No choice dispersal - making the best of a bad situation
The recent decision by East Renfrewshire to demolish bad housing instead of offering it to asylum seekers is very much welcomed. Finally a local authority took a conscientious decision not to offer bad housing to asylum seekers; this bucks the trend of dumping asylum seekers in the bad houses that noone else wants to live in. it should send a clear message to the other councils to will have to think again about the kind of housing they decide to offer asylum seekers.
If a council is going to offer empty houses to refugee communities, it should at the very least be brought up to the same standard as for ordinary council tenants. Prior to the entry of asylum seekers, the councils must PREPARE local communities and be ready to counter extremist right wing groups leafleting and myth spreading. As well as ensuring that external groups are involved, e.g. ethnic minority groups (see our directory of 400 black contacts) councils must have a STRONG STANCE ON RACIAL HARASSMENT with the use of sanctions right up to eviction of tenants who perpetrate racist attacks to send a clear message out to the community that anyone who carries out race attacks or hate campaigns on fellow tenants (including asylum seekers) puts their own tenancy agreement in jeopardy at the same time. This is part and parcel of the clear obligations placed on local authorities by section 71 of the race relations act and the race relations amendment act.
A significant percentage of asylum seekers will get refugee status or some form of indefinite or limited stay in Scotland. What message are refugee children taking from their treatment in this country if not alienation? (My generation of Scots Asians know only too well the experience of seeing our parents discriminated against and feeling hurt and bewildered at watching them take racist abuse and having to walk on and ignore it, keep their heads down for their kids sakes. I know that in many Scottish born and bred Asians, there is still today a resentment and sense of exclusion at how our parents were treated by white society and the system in earlier decades and even today). We have set them apart with the voucher system and the abuse of the term 'asylum seeker'. The tabloid headlines will remain in these children's heads and remind them in later years of what Scottish society thought of them and their parents. Once they grow up and stake their claim in this society as future taxpayers they will make sense of the injustice around them. This will have an impact on the rest of us as a society. The riots in Oldham should have resonance for communities in Scotland, it painted the same picture of racism, alienation, exclusion that has affected black communities in Scotland and is now affecting refugee communities.

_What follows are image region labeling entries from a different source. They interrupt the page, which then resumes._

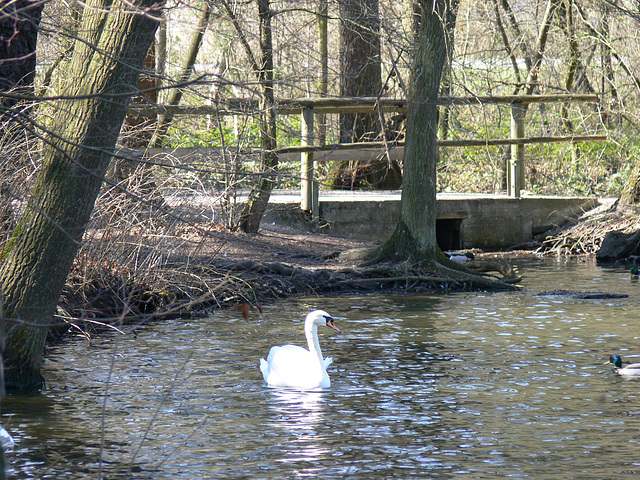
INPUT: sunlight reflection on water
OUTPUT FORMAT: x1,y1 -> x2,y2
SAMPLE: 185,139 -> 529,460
2,259 -> 640,480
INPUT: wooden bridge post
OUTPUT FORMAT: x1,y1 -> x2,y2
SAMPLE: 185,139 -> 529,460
507,102 -> 526,198
300,107 -> 314,212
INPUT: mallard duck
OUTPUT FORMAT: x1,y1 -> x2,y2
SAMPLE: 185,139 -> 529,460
260,310 -> 340,390
444,252 -> 476,262
605,353 -> 640,377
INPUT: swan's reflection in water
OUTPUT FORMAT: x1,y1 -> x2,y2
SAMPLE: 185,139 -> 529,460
269,390 -> 330,466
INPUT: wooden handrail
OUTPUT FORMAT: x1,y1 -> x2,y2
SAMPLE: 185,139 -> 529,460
129,93 -> 598,116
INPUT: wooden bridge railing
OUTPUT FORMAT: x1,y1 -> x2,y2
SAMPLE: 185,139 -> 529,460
130,94 -> 607,214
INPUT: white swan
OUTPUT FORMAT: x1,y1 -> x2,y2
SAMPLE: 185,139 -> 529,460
260,310 -> 340,390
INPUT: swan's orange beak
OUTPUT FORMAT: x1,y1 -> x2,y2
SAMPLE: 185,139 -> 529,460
327,317 -> 340,332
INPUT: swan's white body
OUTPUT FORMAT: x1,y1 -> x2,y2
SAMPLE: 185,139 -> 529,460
260,310 -> 340,390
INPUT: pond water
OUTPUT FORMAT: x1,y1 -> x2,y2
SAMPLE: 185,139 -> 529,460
2,258 -> 640,479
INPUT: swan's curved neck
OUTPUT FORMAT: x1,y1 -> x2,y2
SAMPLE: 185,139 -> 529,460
304,323 -> 322,364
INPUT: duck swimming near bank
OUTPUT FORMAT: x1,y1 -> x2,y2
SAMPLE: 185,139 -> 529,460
605,353 -> 640,377
443,252 -> 476,263
260,310 -> 340,390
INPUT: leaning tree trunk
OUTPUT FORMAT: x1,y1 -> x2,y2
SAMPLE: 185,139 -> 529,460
0,0 -> 159,389
378,0 -> 447,261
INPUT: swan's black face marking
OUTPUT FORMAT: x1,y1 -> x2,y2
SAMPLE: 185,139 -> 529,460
324,317 -> 340,332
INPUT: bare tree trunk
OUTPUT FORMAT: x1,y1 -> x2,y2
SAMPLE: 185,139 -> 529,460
378,0 -> 447,261
315,0 -> 329,145
438,0 -> 459,140
0,0 -> 160,389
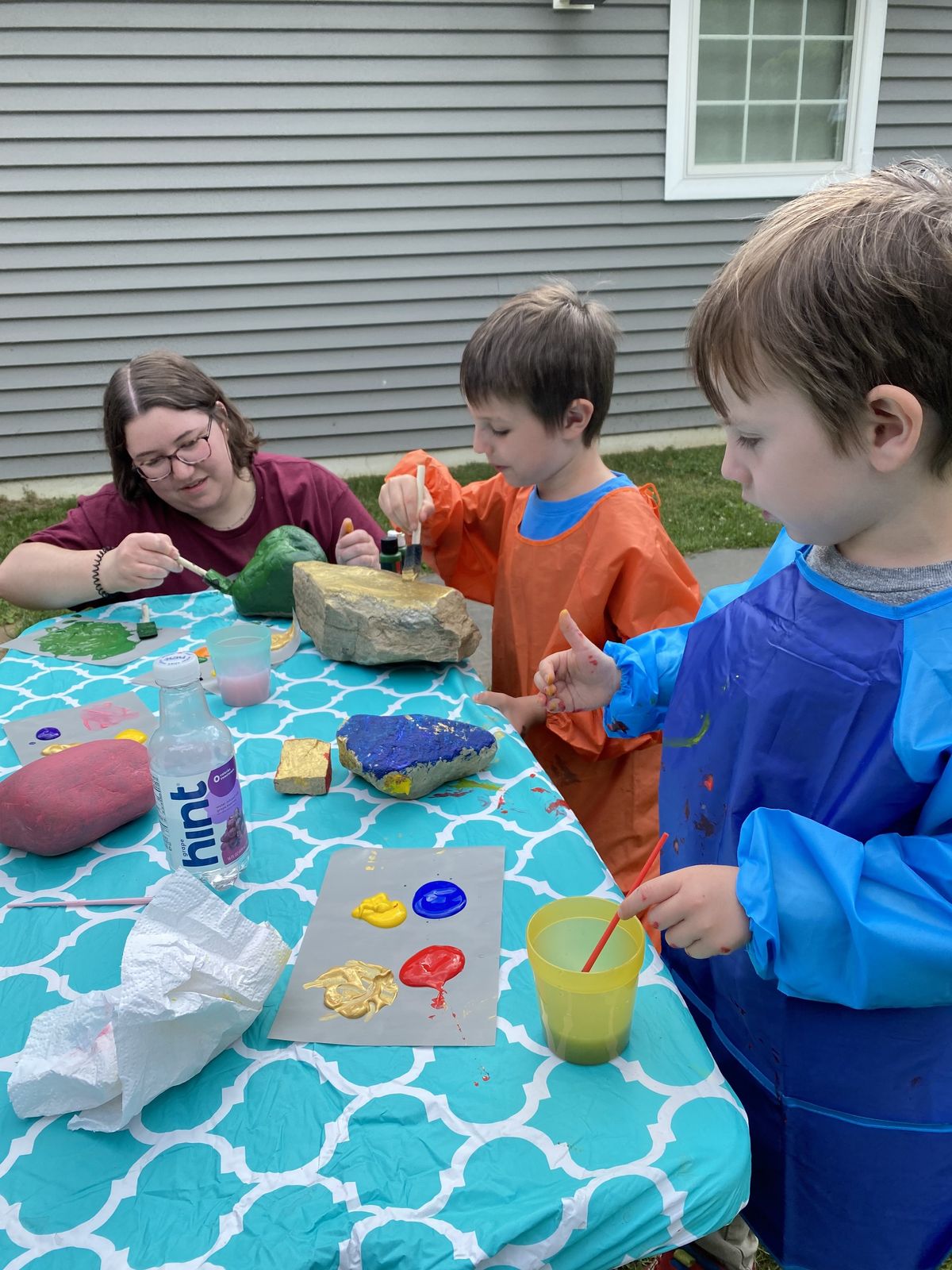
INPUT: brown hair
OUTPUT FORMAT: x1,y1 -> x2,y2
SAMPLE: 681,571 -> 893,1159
688,160 -> 952,475
459,279 -> 620,446
103,349 -> 262,503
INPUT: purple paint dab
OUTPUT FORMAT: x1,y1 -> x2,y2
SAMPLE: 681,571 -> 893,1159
413,880 -> 466,917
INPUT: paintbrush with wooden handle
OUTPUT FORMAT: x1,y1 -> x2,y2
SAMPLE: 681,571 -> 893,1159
179,552 -> 231,595
402,464 -> 427,582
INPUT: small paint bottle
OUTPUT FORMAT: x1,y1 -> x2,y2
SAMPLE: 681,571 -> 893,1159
379,533 -> 404,573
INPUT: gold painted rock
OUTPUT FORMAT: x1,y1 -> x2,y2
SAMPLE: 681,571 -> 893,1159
294,560 -> 480,665
274,737 -> 332,794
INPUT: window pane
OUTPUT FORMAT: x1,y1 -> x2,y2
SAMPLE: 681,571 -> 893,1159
754,0 -> 804,36
797,102 -> 846,163
700,0 -> 751,36
750,40 -> 800,102
697,40 -> 747,102
694,106 -> 744,164
800,40 -> 852,100
747,106 -> 796,163
806,0 -> 854,36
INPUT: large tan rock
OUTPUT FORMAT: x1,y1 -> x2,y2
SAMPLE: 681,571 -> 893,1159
294,560 -> 480,665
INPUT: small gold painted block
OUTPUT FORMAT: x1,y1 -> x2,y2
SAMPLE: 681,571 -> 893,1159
274,737 -> 332,794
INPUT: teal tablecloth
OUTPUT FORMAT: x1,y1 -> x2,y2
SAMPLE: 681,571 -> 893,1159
0,592 -> 749,1270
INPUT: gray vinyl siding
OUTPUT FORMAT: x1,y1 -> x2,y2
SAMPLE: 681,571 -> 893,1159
0,0 -> 952,480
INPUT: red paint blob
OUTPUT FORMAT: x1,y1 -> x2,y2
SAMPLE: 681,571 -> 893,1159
400,944 -> 466,1010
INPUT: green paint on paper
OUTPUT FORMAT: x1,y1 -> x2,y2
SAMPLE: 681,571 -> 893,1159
36,620 -> 136,662
662,714 -> 711,749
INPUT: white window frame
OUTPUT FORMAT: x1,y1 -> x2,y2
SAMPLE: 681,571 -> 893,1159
664,0 -> 887,201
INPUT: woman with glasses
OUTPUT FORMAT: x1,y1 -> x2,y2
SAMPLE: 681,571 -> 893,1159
0,352 -> 381,608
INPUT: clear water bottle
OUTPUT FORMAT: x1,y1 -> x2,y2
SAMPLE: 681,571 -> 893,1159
148,652 -> 249,891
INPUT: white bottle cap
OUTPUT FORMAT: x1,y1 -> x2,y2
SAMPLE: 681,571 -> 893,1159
154,652 -> 199,688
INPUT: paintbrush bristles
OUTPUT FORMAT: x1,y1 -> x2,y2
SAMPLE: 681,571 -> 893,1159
179,555 -> 205,578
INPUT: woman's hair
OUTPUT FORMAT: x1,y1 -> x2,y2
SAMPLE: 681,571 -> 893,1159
688,160 -> 952,475
459,279 -> 618,446
103,349 -> 262,503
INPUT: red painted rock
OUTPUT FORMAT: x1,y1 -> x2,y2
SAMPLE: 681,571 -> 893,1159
0,741 -> 155,856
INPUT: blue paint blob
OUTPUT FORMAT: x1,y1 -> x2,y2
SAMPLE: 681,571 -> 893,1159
414,879 -> 466,917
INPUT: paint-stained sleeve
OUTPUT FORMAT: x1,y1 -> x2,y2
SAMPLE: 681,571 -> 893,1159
738,808 -> 952,1010
387,449 -> 516,605
738,603 -> 952,1010
546,500 -> 700,760
605,529 -> 800,735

People talk about social inclusion and racism getting better. Actually, judging by the current situation, racism has only resurfaced a hundred times worse than in the sixties. We all have a vested interest in making sure that we challenge the inequalities of dispersal and use our influence whether as individuals or councilors or council staff to exploit the best route possible under the current unjust system to provide housing that is equal to what we would expect for ourselves, and I know this is not going to be easy. But there has to be a better way than just dumping asylum seekers at the bottom of society and the unwanted housing pile.